Designed between 1962 and completed in 1974 — with local architect Balkrishna Doshi as collaborator and interpreter — the campus translates Kahn's monumental brick vocabulary into the light and climate of Gujarat. Vast circular openings, deep shaded corridors and a rigorous geometry create a place that feels at once ancient and modern.
Why visit
Design story
Kahn approached the school not as a set of buildings but as a community organised around the pursuit of knowledge. The dormitories, faculty blocks and the great library are woven together by a network of shaded plazas and corridors that encourage the chance encounters he believed learning depended on.
His signature move here is the enormous circular and segmental-arch opening cut into flat brick walls — a device that reduces glare, frames views, and lets hot air escape while drawing cooler air through. Because exposed brick cannot span such openings alone, Kahn tied them with concrete tension members, honestly expressed rather than hidden. The result is a structure that teaches its own logic to anyone who looks closely.
The campus is widely regarded as the point where Kahn's late style reached full maturity, and it profoundly shaped a generation of Indian architects working to reconcile modernism with local material, craft and climate.
Architectural highlights
Photography guide
The most photographed composition is the diagonal view through the stacked circular openings of the dormitory blocks — strongest in the early morning when low sun rakes the brick and the corridors fill with shadow.

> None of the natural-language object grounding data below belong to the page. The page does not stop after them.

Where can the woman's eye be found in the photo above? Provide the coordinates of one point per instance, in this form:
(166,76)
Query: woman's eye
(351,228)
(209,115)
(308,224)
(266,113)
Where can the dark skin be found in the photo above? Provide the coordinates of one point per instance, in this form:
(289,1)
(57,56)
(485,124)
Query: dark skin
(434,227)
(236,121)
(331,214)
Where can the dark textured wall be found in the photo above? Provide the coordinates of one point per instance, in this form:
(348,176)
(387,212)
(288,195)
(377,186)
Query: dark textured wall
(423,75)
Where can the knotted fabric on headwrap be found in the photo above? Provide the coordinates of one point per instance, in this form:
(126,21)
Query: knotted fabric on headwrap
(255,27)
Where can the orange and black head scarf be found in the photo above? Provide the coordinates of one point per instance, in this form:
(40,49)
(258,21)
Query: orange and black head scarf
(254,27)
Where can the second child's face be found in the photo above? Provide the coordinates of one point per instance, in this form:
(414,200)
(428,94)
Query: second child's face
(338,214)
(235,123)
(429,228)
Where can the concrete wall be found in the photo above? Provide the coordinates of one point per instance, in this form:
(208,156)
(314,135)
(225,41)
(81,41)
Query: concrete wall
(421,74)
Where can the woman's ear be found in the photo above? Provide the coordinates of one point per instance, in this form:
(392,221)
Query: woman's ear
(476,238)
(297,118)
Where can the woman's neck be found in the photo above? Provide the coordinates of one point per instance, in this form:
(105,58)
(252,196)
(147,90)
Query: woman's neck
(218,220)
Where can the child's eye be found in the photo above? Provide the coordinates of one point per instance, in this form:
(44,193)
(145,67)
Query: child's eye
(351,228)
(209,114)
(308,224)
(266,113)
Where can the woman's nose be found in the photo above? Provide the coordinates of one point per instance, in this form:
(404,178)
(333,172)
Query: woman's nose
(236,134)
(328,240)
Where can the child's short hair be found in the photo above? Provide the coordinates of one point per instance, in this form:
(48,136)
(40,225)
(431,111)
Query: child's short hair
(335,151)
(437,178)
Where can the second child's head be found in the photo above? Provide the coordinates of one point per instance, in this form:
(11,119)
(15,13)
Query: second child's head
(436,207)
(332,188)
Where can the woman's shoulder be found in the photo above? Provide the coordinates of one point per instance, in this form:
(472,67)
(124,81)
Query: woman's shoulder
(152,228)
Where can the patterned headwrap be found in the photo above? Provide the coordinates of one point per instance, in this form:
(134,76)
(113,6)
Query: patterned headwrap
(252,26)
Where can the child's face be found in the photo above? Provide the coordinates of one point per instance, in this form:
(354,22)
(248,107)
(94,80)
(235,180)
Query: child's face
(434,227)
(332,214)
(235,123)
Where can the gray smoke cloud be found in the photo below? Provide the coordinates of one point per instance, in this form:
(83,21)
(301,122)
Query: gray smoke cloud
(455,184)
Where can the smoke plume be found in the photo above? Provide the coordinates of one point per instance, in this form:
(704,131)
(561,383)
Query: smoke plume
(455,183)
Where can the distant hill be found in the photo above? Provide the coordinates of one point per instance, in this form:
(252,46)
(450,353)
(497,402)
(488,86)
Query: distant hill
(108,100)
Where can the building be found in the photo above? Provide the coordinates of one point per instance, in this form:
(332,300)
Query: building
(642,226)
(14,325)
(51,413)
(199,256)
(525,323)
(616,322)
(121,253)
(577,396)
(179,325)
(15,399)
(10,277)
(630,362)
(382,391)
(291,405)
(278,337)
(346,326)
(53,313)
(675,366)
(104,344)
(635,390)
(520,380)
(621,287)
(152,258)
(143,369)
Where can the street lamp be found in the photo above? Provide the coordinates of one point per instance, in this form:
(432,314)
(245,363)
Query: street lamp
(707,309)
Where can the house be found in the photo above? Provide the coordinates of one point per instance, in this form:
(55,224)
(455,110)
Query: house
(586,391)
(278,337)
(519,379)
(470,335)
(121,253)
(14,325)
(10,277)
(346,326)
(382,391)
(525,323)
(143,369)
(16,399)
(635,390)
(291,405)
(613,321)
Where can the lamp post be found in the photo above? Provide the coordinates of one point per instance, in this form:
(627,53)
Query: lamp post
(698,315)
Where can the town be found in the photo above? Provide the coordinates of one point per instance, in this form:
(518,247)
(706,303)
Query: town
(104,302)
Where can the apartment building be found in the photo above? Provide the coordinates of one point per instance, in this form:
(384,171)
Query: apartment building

Golden hour warms the entire palette; blue hour flatters the plazas. Wide-angle lenses (16–24mm) capture the framing geometry; a longer lens compresses the repeating arches. Tripods and drones require prior permission from the institute.
Historical timeline
- 1961 — IIMA founded; Kahn invited, with B.V. Doshi as local collaborator.
- 1962 — Design begins; the brick language is developed on site.
- 1974 — Main campus substantially complete.
- 2014 — Recognised globally as a modern heritage landmark.
- Today — A working campus and pilgrimage site for architects worldwide.
Materials & sustainability
Long before the term was fashionable, the campus was a lesson in climate-responsive design: thick brick mass moderates Ahmedabad's heat, the great openings drive natural ventilation, and every corridor is shaped to keep direct sun off occupants while flooding interiors with indirect light.